NICHD researchers find that tiny cell particles released by HIV-infected cells might help the virus spread to new cells.
Each day, advancements are made in the fight against HIV—a virus that plagues a staggering 36.7 million individuals around the world. Recently, the National Institutes of Health (NIH) made another discovery that sheds light on another means by which HIV can spread and infect new cells.
The researchers have found that the virus receives help when it comes to spreading infection, from tiny, “bubble-like structures” called extracellular vesicles (EVs). According to the press release, most of the time, EVs “are thought to ferry molecules from one cell to another, providing a means of communication.” However, under these circumstances, HIV-infected cells appear to release EVs, which can manipulate “prospective host cells,” thus allowing HIV to spread to other cells.
So, how do EVs created by HIV-infected cells form? The process is similar to how a new virus would form.
A structure forms on the surface of the cell’s outer membrane, “like a bulge on an inner tube,” and then, sooner or later, part of the “membrane bubble” that is closest to the cell surface separates to form a discrete sphere. According to the press release, “In the case of the virus, the sphere contains HIV’s hereditary material, RNA.” However, EVs do not usually contain HIV RNA; in fact, if they do, it’s a very small amount, and so they are not capable of infecting cells.
In the recent study, published in Scientific Reports, researchers from Eunice Kennedy Shriver National Institute of Child Health and Human Development (NICHD) set out to isolate the virus and EVs from infected cultures. After separating the two, they proceeded to test if the virus was capable of infecting new cultures, with and without the help of EVs.
To do this was no easy feat; since EVs are small in size, isolating them from infected cultures using “conventional techniques” would be incredibly difficult. Therefore, the researchers created a new technology that used antibodies. In the study, the researchers “chemically attached magnetic nanoparticles to the antibodies,” waited for the altered magnetic antibodies to latch onto its “targeted molecule,” which was located on either the EV or virus surface, and then used magnetic forces to extract the EVs or the viruses out of the solution.
The study’s senior author Leonid Margolis, PhD, of the Section of Intercellular Interactions at NIH’s NICHD, explained that when EVs and HIV are released by cells, they “take with them many proteins found in the cell membrane.” However, HIV does not take all of the same proteins that the EVs do; the EVs also take the CD45 protein as well as the acetylcholinesterase enzyme.

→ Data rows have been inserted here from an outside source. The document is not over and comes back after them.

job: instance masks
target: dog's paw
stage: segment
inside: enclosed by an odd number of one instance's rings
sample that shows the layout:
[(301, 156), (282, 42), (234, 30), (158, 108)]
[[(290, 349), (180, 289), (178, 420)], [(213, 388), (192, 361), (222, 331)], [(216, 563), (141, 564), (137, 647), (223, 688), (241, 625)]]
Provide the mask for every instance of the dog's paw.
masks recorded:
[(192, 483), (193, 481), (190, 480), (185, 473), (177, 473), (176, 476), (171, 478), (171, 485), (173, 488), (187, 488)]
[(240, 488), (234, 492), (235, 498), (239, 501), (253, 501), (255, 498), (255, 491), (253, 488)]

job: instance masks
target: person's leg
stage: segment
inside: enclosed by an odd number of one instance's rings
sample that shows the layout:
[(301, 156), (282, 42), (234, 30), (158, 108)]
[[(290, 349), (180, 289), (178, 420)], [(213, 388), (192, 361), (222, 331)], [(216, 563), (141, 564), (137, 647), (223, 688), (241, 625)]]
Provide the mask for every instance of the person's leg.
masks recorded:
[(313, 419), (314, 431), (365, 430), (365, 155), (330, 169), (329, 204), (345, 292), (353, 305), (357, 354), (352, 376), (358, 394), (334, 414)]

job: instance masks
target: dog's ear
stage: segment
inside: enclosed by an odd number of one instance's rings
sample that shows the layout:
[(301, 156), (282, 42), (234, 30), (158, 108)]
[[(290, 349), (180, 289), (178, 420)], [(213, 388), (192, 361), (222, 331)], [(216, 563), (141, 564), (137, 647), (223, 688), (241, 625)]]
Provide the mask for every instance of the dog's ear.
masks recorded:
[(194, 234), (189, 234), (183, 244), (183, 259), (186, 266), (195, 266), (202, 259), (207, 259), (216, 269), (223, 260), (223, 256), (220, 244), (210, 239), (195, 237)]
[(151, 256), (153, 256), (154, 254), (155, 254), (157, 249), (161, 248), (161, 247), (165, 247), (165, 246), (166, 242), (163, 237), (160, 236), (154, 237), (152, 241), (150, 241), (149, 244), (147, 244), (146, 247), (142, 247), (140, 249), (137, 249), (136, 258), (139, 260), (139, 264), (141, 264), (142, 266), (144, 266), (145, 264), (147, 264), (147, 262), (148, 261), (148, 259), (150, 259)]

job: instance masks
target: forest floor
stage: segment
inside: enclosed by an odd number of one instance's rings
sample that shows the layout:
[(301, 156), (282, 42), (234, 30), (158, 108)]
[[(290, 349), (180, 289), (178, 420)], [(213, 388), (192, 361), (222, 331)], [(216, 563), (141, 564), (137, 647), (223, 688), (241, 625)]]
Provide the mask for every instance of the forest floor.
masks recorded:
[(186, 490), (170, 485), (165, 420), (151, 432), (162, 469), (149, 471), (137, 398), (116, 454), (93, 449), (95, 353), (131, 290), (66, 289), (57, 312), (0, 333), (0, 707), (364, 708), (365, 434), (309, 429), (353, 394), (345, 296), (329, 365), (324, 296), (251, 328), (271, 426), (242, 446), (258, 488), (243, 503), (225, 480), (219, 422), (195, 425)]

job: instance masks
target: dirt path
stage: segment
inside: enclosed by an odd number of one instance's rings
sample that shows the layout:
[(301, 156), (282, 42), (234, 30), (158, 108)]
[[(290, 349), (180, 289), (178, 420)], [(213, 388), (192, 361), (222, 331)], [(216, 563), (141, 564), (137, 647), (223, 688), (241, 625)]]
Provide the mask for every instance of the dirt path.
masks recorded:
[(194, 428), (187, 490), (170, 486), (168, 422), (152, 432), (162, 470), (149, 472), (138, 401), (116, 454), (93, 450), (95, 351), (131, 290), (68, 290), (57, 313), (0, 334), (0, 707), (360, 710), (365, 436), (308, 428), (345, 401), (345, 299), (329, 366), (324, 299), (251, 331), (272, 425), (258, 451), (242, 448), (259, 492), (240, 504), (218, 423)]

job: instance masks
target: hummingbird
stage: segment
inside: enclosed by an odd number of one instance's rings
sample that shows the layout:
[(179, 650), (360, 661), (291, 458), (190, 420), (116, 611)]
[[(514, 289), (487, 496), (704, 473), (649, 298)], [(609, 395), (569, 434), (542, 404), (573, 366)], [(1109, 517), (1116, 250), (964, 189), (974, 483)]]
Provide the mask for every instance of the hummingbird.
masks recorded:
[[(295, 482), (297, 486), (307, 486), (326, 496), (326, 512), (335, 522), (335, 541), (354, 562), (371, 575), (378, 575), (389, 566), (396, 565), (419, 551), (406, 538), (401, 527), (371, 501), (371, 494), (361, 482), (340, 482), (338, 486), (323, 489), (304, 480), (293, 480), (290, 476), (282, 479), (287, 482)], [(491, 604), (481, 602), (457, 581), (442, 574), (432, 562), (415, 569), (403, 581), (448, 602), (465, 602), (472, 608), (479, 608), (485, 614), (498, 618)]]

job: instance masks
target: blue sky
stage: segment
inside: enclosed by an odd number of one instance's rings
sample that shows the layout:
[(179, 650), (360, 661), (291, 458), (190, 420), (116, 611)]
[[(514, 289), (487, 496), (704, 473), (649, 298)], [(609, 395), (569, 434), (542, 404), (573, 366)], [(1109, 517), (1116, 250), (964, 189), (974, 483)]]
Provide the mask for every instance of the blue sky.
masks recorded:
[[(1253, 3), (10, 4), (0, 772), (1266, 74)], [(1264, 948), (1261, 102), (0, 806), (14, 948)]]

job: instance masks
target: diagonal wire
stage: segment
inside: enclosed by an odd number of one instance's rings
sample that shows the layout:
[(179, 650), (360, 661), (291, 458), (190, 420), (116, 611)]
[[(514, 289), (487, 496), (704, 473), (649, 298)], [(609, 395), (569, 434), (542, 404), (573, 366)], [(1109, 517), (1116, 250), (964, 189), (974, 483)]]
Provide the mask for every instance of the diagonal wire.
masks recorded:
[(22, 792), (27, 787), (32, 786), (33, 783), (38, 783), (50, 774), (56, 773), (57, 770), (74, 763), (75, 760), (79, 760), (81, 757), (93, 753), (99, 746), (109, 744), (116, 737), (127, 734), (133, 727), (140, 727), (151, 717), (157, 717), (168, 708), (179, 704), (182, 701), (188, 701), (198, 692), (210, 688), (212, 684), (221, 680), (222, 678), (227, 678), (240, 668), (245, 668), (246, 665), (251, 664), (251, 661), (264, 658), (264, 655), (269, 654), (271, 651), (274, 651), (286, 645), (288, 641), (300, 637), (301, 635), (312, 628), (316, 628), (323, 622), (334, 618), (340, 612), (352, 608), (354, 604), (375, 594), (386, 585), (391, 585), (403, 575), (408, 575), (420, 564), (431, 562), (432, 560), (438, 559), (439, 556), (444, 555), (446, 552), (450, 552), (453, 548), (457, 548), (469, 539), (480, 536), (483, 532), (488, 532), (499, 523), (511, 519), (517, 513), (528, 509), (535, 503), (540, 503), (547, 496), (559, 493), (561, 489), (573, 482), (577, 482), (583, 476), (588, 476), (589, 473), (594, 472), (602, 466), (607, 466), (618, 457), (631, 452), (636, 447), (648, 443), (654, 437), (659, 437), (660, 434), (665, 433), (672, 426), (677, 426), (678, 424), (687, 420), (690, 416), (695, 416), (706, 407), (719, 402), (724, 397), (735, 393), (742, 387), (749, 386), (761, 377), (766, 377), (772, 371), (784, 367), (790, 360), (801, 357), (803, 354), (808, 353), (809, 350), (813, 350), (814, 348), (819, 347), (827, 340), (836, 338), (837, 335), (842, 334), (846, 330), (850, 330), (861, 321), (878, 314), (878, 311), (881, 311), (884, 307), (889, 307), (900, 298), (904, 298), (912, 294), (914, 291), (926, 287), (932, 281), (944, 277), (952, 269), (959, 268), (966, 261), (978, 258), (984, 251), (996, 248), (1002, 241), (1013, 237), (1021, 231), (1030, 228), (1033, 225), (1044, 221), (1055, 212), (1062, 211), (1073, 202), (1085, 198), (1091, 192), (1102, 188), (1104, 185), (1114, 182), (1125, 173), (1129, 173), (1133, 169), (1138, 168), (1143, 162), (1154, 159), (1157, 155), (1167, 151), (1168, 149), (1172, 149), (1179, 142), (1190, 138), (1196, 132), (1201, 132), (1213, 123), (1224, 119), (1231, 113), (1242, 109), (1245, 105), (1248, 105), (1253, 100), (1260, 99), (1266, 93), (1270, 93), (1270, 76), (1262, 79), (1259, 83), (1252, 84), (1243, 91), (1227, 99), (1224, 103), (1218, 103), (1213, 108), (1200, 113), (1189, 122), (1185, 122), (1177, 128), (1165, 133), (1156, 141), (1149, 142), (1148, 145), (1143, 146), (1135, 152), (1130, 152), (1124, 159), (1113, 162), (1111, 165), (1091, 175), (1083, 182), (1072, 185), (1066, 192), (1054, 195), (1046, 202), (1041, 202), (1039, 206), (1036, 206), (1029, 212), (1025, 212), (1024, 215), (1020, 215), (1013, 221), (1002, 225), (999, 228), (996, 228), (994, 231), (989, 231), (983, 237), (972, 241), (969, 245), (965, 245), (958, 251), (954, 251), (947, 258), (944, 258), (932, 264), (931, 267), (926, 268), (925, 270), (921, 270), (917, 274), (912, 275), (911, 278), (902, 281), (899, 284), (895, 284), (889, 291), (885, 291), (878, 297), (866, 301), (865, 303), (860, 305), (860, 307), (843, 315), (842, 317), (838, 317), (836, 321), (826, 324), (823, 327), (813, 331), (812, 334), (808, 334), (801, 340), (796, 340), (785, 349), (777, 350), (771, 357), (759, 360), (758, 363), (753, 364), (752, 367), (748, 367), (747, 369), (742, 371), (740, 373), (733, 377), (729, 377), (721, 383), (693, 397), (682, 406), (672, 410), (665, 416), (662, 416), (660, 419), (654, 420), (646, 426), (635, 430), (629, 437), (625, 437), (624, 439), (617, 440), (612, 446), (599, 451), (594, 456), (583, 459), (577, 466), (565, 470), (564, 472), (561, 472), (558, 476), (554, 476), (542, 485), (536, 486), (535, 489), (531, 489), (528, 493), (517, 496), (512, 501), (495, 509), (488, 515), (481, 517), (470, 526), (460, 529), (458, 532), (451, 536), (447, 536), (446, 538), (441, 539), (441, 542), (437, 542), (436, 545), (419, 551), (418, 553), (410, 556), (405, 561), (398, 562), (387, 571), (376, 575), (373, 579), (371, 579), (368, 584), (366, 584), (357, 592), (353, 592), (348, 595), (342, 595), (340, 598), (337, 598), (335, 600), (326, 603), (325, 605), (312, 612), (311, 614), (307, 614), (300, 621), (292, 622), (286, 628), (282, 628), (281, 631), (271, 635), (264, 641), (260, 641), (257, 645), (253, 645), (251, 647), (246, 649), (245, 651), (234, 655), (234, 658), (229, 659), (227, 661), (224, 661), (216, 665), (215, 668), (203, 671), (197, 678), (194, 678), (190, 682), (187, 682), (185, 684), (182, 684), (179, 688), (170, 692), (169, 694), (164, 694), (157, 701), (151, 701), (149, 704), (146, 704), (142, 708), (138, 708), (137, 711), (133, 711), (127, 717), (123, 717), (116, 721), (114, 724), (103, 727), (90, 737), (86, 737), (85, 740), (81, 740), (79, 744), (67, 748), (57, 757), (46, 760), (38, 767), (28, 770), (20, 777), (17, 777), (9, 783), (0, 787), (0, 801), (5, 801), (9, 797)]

To "pull" the EVs from the cultured HIV, the researchers targeted the EV-specific proteins. They found that EVs created by HIV-infected cells also carry an HIV protein on their surfaces, a protein that helps the virus latch on to cells throughout the infection process. The HIV protein in question? Gp120.
By adding the “EV-depleted sample to blocks of human lymphatic tissue,” the researchers found that the HIV infections within the cultures were 55% lower than the controlled sample that still had the EVs. The researchers attributed this drop in infection to the loss of the gp120 which the EVs would have provided. Although EVs do not have enough HIV RNA to actually infect a cell, the researchers postulate that “the gp120 on the EV surface can interact with the host cell, allowing HIV to infect it more easily.”
With these findings, new therapies can be created to target EVs. “If we remove extracellular vesicles from HIV laboratory preparations, we also reduce HIV infection of human tissues in culture,” Dr. Margolis shared. “Therapies that target extracellular vesicles could potentially hinder the ability of the virus to infect new cells.”